Ferrer ha incorporado a su currículo un torneo que tenía entre ceja y ceja. El tenista alicantino quería ganar el International Series de su tierra. Especialmente después de perder la final de 2005 ante Igor Andreev y no llegar en condiciones a las dos siguientes ediciones.

No es el de Xàbia un deportista de celebraciones exageradas. Cuenta Ferrer que el día que consiguió sus primeros puntos ATP no se sintió especialmente contento. Él quería más, necesitaba seguir creciendo como jugador. Algo similar le sucedió cuando atrapó su primer torneo ATP (Bucarest, 2002). Ferrer no ha sido un jugador de explosión prematura, no fue ningún niño prodigio. Sus éxitos llegaron después de mucho trabajo, de muchos sinsabores y por eso, cuando triunfó en Bucarest, con 20 años, ya había aprendido la lección: en el tenis cada semana subes y bajas, un día eres campeón y al siguiente caes en primera ronda. Por eso, por no dormirse en los laureles, ha llegado hasta el top-5, la crema del tenis mundial.

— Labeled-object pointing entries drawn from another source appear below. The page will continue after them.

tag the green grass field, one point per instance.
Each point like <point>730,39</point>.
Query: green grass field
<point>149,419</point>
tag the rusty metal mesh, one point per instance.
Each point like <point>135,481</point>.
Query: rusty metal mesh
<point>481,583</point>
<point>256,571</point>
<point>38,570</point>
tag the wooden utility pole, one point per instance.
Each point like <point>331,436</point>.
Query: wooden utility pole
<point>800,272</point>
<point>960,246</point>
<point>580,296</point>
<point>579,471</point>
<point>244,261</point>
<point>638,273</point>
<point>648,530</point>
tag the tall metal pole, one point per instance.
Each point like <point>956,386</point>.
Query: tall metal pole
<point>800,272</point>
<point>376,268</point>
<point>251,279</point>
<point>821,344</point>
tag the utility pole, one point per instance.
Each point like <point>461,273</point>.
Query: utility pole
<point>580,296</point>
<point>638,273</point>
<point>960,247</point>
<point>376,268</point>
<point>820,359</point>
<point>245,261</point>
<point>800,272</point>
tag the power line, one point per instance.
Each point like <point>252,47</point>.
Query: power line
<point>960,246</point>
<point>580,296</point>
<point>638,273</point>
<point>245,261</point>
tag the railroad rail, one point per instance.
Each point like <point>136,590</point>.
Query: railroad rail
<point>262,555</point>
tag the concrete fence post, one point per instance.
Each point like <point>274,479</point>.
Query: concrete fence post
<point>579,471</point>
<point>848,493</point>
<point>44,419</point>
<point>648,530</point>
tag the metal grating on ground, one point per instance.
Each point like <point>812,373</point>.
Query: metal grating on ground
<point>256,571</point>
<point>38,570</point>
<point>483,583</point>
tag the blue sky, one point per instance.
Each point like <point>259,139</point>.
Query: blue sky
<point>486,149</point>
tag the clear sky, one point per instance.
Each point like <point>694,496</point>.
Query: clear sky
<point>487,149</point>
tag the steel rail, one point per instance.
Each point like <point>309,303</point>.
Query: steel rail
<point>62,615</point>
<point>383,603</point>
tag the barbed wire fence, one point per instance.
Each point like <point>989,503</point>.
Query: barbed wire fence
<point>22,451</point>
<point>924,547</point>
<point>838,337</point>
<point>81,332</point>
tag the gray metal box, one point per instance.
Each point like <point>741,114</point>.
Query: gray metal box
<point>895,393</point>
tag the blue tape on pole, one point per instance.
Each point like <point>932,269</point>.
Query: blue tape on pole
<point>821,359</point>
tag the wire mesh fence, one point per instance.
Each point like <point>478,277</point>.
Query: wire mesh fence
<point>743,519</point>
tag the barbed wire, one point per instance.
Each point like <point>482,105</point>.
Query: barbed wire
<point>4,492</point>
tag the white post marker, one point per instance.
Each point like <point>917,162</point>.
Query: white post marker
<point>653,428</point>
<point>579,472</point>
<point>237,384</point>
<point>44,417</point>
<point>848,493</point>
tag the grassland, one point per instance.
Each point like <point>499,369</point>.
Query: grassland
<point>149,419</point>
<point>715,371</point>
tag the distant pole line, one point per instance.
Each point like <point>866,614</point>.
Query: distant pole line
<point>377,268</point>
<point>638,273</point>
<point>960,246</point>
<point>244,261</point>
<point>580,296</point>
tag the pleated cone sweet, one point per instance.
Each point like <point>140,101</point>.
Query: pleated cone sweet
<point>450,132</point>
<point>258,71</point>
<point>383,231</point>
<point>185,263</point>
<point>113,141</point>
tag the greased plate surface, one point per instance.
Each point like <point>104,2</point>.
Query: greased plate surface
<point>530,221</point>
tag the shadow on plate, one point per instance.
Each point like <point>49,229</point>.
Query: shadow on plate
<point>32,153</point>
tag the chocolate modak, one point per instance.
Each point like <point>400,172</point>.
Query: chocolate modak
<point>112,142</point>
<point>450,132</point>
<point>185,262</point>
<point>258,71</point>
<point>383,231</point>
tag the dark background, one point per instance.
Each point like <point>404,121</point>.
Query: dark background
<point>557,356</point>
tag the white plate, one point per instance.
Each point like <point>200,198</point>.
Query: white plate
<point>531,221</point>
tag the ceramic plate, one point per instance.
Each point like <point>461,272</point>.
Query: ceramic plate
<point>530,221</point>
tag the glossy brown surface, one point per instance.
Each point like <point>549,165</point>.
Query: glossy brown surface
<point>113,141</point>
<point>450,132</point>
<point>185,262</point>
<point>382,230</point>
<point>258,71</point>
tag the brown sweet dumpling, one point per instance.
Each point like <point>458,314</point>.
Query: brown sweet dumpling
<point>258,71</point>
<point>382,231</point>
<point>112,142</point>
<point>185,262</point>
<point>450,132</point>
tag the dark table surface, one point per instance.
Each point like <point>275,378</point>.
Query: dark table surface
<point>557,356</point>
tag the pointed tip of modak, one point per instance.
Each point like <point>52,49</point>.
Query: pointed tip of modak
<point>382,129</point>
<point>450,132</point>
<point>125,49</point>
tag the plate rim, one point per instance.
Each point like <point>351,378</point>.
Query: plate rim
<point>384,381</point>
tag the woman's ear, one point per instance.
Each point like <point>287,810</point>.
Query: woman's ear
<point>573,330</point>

Pero en Valencia fue diferente. Ferrer se tiró de espaldas al suelo tras ganar el séptimo punto del desempate. Estaba feliz, radiante por haberse proclamado campeón en su casa, en la ciudad donde reside, en el club al que pertenece. Aunque hay algo más detrás de esa explosión júbilo. Hace dos semanas no hubiera apostado un euro por él, pero llegó la Copa Davis y su soberbio triunfo ante el número uno alemán, y luego el Open y sus fantásticas remontadas, de lo más excitante que se ha vivido en los seis años de historia del torneo. Atrás han quedado unos problemas que el jugador y su entrenador han preferido no airear.

El caso es que Ferrer volvió a exhibir su fortaleza mental, su cabeza de hierro, de ferro. Y por eso, cuando tenía la final perdida, cuando Almagro, imperial en todos los torneos que ha disputado sobre tierra (llevaba 18 victorias y una derrota), se colocó con 2-5 en el set definitivo, sucedió lo que tanto sorprende a su entrenador. "Cuando le ve las orejas al lobo hace cosas imposibles", apunta Piles. E imposible parecía entonces, situación límite, extrema, máxima tensión, físicos en reserva, anotarse cuatro juegos consecutivos, incluidas dos roturas de servicio ante un Almagro que completó el partido con once saques directos.

El murciano, el murciaNico, soñaba con enganchar su tercer título seguido en Valencia. Es el último año que se celebra sobre tierra batida y a partir de 2009, en pista rápida (green set), bajo techo, sus opciones menguarán considerablemente. Almagro lo tuvo al alcance de la mano después de una semana de tenis esplendoroso, pero cuando servía para completar el trébol, Ferrer le vio las orejas al lobo y... ya se sabe.

En ese momento mutó. Ferrer, con muchos altibajos hasta ese momento, se creció y empezó a alimentar su fama de ser el mejor restador del circuito. Replicó con precisión los potentes saques de Almagro, jugó más profundo, más duro y con mucho más ritmo. Y cuando llegó el tie-break no titubeó, no perdonó y sólo cedió dos puntos.

El murciano no daba crédito a lo sucedido. Cuando concluyó el partido se sintió tan frustrado que no pudo más que romper la raqueta, chillar, lanzar una botella de agua contra el suelo... Desesperación. Aunque Almagro sabía que había perdido ante un tenista de hierro: Ferru.